I think that the idea of whitewashed history is also seen in the second article. though I am from northern Virginia and not Richmond, I still had years of state history education and I had never even heard of anything that this article was talking about. It talked about how African American people registered to vote quicker and more than white people and that made the white people upset. They were afraid of the African American population ‘controlling’ the city. To retaliate against the increase in African American voters, white people tried to annex areas with predominantly people of color. They tried to group them all together so they could minimize their power. In school I never learned about any of this, I was taught that the VRA was passed and everything was sunshine and rainbows for the most part. There was some violence but they did not tell us about this systemic abuse of power that happened. And I’m sure that Richmond was not the only city that had issues like this. I just think it’s shocking how history is recorded and whose story it depicts, because it definitely does not tell everyone’s story.

6 thoughts on “4/6 blog post

  1. Caitlyn Lindstrom

    I liked your on-going point that education is a large determinant of what children (and frankly each generation) learns about history of this country and our states. I think it is probably the largest contributor to the systemic racism because our younger generations are learning a highly reduced and even misleading version of history that only includes the perspectives of those who came out on top.
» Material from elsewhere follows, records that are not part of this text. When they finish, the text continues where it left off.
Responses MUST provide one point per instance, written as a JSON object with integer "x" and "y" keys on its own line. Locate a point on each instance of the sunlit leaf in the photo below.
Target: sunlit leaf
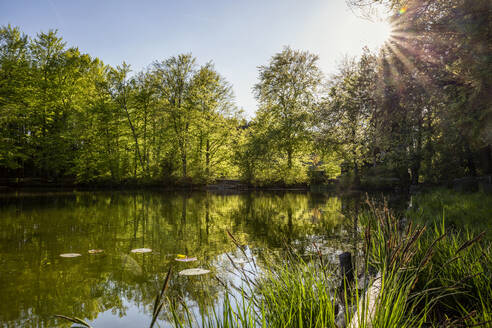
{"x": 141, "y": 250}
{"x": 70, "y": 255}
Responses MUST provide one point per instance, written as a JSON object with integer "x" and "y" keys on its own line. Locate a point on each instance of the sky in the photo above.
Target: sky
{"x": 236, "y": 35}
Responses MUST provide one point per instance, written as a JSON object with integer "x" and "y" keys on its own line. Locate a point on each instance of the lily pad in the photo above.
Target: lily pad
{"x": 240, "y": 261}
{"x": 186, "y": 259}
{"x": 70, "y": 255}
{"x": 141, "y": 250}
{"x": 193, "y": 272}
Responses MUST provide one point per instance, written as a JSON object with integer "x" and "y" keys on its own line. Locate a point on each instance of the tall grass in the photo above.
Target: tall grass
{"x": 426, "y": 275}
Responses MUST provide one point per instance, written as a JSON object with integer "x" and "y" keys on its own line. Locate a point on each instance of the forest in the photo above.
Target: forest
{"x": 418, "y": 110}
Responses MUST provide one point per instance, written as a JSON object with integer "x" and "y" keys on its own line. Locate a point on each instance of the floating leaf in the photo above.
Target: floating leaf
{"x": 186, "y": 259}
{"x": 193, "y": 272}
{"x": 240, "y": 261}
{"x": 70, "y": 255}
{"x": 141, "y": 250}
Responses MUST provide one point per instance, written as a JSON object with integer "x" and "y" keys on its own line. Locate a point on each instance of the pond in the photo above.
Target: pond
{"x": 117, "y": 288}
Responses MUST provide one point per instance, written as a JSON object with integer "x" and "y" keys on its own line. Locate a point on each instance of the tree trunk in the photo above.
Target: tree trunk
{"x": 207, "y": 159}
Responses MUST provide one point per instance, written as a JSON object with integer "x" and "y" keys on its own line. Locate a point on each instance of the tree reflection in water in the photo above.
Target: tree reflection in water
{"x": 119, "y": 286}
That’s the main point of Zinn’s article – to look and explain history from the perspective that is not often observed.

  2. Esmi

    I had never heard of anything mentioned in the second article, because I’m from Texas. Most of our history is about Texas or the big events (Declaration, Civil War, Louisiana Purchase, etc.). But I do agree that even that history was whitewashed or at the very least rose-colored. I think both articles brought the issues of remembering and retelling history accurately and without major bias. We are taught the side of the winner without the ugly parts and I think these readings prove that happens for large scale population genocides or small scale civil right oppression.

  3. Sarah Houle

    Coming from someone that is also from Virginia, I think that I experienced a bit of a different teaching of the Europeans coming to the North America. I am from a part of Virginia that is called “The Historical Triangle.” I live in Yorktown (think battle in the Revolutionary War) but I am only about 15 minutes away from Colonial Williamsburg and another 10 minutes away from Jamestown. Living so close to these historical sites, I got A LOT of history about it them and have been to each of them MANY times. While I was taught about the interactions with American Indians to an extent, I was never taught about the full effect Europeans had on them. We learned which tribes were in our area and some of the conflicts that arose between them and the first settlers at Jamestown but then the focus would quickly shift to the expansion of European settlements in the Americas. I think it is interesting how, despite living so close to these places, while I got a bit more of a teaching on the interactions, I still got next to nothing.

  4. Megan Brooks

    The way we treated American Indians were horrible, and it isn’t the only group we have mistreated. Slaughtering (for the most part) has ended, but racism and exclusion has not.

  5. Nikhil Mehta

    Your post really speaks to the deficiencies in our education system, and the difficulty in properly teaching history to children. How can we better education young people while still accounting for their immaturity and the sensitive nature of the topics? It’s a tough question, but we have to find a better balance between educating and protecting.

  6. Samuel Senders

    It really is interesting how much of the history we have learned in school has been white-washed and try to prevent us from seeing the horrible sides of how the United States was founded. The same applies to our founding fathers, to an extent MLK (his wife was also played a huge role in civil rights but was never given credit), the pilgrims, and a lot of other histroical figures.